Leído desde esa perspectiva, El ángel del manzano ejemplifica una manera de abordar la realidad que nada tiene que ver con el diario o la crónica al uso. El narrador nos cuenta su día a día, habla de su pasado, recibe a amigos en su casa, cocina, observa aves y cuida a su perro cazador, pero por detrás de esa ilusión de cotidianidad late el fulgor de una olvidada existencia metafórica.
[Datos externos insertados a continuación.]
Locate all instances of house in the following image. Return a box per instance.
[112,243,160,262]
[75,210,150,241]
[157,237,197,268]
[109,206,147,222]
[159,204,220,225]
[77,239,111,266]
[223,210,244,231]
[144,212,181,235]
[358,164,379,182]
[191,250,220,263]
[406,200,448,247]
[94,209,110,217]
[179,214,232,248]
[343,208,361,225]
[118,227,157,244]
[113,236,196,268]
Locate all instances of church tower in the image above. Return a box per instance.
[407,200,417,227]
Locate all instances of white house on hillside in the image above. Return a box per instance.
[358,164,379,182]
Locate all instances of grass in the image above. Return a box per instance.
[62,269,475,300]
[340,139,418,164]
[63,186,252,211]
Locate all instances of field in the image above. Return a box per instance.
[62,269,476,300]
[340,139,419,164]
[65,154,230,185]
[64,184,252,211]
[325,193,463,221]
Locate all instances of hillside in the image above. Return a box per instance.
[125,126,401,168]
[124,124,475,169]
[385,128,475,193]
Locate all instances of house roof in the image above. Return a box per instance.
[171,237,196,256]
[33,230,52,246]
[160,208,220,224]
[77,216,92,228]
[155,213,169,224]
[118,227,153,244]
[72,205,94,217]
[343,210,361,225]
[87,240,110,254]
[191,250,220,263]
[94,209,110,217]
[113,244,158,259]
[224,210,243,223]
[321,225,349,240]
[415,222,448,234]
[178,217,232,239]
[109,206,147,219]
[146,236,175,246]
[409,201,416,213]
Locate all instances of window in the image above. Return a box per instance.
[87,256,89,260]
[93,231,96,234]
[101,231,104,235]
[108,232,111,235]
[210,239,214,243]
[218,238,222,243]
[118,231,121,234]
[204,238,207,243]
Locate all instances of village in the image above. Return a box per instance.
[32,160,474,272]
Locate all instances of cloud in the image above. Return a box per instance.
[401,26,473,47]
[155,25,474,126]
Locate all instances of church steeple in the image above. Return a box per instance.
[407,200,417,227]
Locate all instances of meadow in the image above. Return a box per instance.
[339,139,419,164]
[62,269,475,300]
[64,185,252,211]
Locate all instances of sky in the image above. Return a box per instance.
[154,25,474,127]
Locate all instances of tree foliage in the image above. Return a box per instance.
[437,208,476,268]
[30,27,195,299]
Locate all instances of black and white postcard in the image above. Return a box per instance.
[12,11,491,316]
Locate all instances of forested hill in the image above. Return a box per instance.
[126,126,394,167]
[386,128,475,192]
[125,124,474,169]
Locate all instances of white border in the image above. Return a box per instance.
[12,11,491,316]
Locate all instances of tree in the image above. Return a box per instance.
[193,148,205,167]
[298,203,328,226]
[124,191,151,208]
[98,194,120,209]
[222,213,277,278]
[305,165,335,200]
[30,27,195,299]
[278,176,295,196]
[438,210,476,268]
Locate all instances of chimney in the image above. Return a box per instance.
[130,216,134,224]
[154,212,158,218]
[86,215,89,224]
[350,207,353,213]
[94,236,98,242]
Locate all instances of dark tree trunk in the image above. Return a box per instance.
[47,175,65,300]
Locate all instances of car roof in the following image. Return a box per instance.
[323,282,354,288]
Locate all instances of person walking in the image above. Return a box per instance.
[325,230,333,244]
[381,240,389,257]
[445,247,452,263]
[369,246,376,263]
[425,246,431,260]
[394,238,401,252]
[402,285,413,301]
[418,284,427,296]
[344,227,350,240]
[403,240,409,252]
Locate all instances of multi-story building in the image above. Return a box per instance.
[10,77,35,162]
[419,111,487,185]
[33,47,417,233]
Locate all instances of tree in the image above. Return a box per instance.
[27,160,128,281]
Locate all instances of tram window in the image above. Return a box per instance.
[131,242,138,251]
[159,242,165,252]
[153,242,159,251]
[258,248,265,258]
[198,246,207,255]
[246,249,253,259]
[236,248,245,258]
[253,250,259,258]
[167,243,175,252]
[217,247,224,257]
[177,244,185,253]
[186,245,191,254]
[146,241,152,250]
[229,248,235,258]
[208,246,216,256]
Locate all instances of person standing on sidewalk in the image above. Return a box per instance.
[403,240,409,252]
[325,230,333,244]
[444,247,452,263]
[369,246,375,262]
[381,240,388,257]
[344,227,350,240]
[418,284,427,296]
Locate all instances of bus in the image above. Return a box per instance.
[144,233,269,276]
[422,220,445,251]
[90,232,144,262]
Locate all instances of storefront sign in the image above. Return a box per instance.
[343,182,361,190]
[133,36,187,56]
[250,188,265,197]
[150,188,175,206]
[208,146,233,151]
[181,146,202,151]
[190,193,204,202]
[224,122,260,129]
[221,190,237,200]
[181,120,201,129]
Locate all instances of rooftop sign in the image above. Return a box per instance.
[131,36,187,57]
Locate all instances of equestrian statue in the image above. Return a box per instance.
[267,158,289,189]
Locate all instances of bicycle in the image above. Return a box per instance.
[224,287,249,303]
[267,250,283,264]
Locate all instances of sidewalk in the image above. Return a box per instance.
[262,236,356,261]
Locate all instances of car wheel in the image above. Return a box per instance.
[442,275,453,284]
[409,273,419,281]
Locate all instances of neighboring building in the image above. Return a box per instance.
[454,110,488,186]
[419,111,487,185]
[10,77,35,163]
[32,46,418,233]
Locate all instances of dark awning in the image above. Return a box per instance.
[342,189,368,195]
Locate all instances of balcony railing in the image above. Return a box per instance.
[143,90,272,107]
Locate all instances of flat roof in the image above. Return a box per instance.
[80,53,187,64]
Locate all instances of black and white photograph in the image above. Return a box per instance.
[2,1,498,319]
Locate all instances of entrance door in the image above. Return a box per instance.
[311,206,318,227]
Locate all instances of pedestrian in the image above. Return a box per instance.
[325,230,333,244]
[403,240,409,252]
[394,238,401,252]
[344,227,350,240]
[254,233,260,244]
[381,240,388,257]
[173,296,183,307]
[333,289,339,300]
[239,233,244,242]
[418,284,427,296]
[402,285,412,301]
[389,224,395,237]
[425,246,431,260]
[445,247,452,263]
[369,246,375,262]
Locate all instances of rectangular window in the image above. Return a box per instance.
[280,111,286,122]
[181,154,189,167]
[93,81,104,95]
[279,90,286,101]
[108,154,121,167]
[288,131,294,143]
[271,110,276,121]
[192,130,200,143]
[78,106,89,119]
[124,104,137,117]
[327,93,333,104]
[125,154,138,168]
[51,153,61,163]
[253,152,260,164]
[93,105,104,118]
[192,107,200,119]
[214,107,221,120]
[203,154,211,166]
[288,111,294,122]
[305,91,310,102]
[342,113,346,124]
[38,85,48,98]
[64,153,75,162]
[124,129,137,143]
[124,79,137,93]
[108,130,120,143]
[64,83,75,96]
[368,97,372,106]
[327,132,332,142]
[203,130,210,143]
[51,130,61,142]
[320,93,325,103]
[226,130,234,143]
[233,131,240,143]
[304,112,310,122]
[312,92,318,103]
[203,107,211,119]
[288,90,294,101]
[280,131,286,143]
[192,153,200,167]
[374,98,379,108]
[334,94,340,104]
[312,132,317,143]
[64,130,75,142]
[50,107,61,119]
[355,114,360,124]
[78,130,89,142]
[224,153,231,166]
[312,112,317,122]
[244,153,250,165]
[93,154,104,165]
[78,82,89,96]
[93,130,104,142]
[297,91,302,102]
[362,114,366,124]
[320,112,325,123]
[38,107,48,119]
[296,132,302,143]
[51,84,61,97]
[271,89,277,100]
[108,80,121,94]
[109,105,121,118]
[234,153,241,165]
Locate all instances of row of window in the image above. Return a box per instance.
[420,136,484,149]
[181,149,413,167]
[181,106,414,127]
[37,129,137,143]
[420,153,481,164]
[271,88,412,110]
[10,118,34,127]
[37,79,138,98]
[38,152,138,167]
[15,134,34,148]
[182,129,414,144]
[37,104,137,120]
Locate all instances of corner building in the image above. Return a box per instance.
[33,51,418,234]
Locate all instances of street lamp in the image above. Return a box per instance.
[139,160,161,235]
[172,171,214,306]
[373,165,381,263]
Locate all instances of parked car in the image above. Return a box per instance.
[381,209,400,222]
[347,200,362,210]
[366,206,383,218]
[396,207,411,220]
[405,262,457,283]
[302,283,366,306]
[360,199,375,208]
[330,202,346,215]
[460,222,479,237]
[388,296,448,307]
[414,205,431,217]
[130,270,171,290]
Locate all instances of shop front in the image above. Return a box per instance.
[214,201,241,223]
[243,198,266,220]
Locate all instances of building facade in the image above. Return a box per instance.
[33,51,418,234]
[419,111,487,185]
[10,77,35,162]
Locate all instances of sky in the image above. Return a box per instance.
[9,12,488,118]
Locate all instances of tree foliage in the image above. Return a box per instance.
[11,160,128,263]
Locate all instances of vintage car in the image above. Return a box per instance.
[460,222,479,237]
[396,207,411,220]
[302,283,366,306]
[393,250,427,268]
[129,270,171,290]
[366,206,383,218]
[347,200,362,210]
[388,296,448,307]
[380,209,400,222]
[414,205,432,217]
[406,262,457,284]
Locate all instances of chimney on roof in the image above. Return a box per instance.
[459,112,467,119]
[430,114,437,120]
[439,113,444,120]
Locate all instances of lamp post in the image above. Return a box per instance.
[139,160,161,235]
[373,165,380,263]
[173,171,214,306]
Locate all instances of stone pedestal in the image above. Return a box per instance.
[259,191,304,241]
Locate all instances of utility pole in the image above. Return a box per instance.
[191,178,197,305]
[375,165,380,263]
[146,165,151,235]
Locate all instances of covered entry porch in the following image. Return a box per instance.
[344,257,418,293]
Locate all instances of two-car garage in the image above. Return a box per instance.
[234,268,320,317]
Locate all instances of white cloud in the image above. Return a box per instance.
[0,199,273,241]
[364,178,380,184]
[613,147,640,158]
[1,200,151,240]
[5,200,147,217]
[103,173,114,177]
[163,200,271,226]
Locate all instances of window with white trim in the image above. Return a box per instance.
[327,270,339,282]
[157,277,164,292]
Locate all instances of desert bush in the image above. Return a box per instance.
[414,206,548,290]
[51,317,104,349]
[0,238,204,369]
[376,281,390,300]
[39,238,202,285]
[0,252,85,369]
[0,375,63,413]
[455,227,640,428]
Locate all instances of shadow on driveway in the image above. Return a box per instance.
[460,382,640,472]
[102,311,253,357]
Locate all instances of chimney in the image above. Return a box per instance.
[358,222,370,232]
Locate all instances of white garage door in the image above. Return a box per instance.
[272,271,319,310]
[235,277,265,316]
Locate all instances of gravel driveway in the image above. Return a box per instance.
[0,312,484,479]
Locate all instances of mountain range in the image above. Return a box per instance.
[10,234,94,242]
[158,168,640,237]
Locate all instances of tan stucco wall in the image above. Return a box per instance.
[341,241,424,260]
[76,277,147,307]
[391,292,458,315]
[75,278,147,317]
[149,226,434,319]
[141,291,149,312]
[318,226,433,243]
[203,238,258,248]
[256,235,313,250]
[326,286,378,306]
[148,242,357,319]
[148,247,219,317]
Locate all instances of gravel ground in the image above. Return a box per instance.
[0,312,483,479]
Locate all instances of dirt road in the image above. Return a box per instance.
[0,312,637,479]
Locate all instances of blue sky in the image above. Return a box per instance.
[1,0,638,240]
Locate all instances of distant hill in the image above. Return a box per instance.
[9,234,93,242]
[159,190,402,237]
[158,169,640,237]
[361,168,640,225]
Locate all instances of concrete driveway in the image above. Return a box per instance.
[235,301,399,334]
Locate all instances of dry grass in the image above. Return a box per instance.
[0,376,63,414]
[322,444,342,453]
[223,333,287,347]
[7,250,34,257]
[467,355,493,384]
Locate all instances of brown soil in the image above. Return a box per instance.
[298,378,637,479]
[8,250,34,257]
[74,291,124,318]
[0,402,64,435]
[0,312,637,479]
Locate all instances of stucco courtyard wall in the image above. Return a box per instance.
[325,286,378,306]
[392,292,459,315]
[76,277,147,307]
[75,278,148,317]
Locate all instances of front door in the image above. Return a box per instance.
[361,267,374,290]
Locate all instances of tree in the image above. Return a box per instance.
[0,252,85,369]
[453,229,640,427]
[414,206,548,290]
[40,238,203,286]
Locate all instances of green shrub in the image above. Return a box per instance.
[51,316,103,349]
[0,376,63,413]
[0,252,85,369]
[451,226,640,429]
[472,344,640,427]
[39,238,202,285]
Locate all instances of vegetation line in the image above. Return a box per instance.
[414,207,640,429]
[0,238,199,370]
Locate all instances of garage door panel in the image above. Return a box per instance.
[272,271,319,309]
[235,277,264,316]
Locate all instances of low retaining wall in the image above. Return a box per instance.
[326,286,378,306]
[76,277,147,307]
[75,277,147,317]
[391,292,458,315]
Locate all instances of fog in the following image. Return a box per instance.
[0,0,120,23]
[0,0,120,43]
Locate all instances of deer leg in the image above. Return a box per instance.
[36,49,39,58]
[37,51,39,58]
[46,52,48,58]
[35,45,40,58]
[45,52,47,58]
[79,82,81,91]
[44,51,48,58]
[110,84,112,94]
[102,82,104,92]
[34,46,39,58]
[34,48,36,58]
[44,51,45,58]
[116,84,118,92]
Pensando en un futuro cataclismo estelar, dice por ejemplo:
“Cuando esto ocurra, ¿habremos de sacrificar a un esclavo, como hicieran los bagobos de Mindanao, para que se recomponga la noble figura? ¿Qué arquetipo conformará la nueva disposición estelar? ¿Se acogerán esos pueblos del futuro a la protección del dios occiso o mermado o, simplemente, decenas de millones de personas contemplarán la supernova con el mismo e inane espíritu del turista de hoy? ¿Acaso el hombre, si llega a ver el prodigio, habrá perdido ya toda capacidad de analogía? El verbo ser, ¿constará en el diccionario como algo más que puro dato biológico? Mircea Eliade, seguramente avisado de tales peligros, nos recuerda que 'pueblo' es la forma prevista por la Naturaleza para componer arquetipos”
En sus conferencias, Joseph Campbell se sorprendía –hablamos de los años setenta y ochenta del siglo pasado– de que el mundo se dividiera entre fieles que creían en los mitos religiosos como hechos y ateos que los juzgaban mentiras. ¿Dónde había quedado la metáfora? Para Campbell el mito servía para reconciliar “la conciencia de la vigilia con el mysterium tremendum de este universo tal como es”. Y la capacidad creativa del artista estaba justamente destinada a desafiar todas las definiciones estables y fijas de la existencia y del individuo, protegiendo así el enigma.
Desde su mismo título, El ángel del manzano, con una modestia que también es una lección, denuncia el consenso ante una vida, íntima y pública, regulada por el Estado, así como esas formas de habitar y de mirar que ha impuesto el turismo de masas y que tienen su máxima expresión en el nihilismo de las redes sociales. A ello, Martínez Climent le opone nada más que un resto, consciente de su extinción, pero a la vez orgulloso de su verdad. En las últimas frases del libro, esa dignidad asoma escoltada por los fantasmas de Kipling y Rilke:
“'Fuimos reyes…' dice un melancólico Peachy. Cuántas veces he pasado bajo ese farol casi escondido por la hiedra hasta llegar a la verja de piedra donde me espera el coche; solo que hoy, al salir, un dolor sordo se ha instalado en mí, como si fuera la última vez. Al darme la vuelta para cerrar la puerta de hierro, he creído ver una sombra entre las ramas de un manzano”.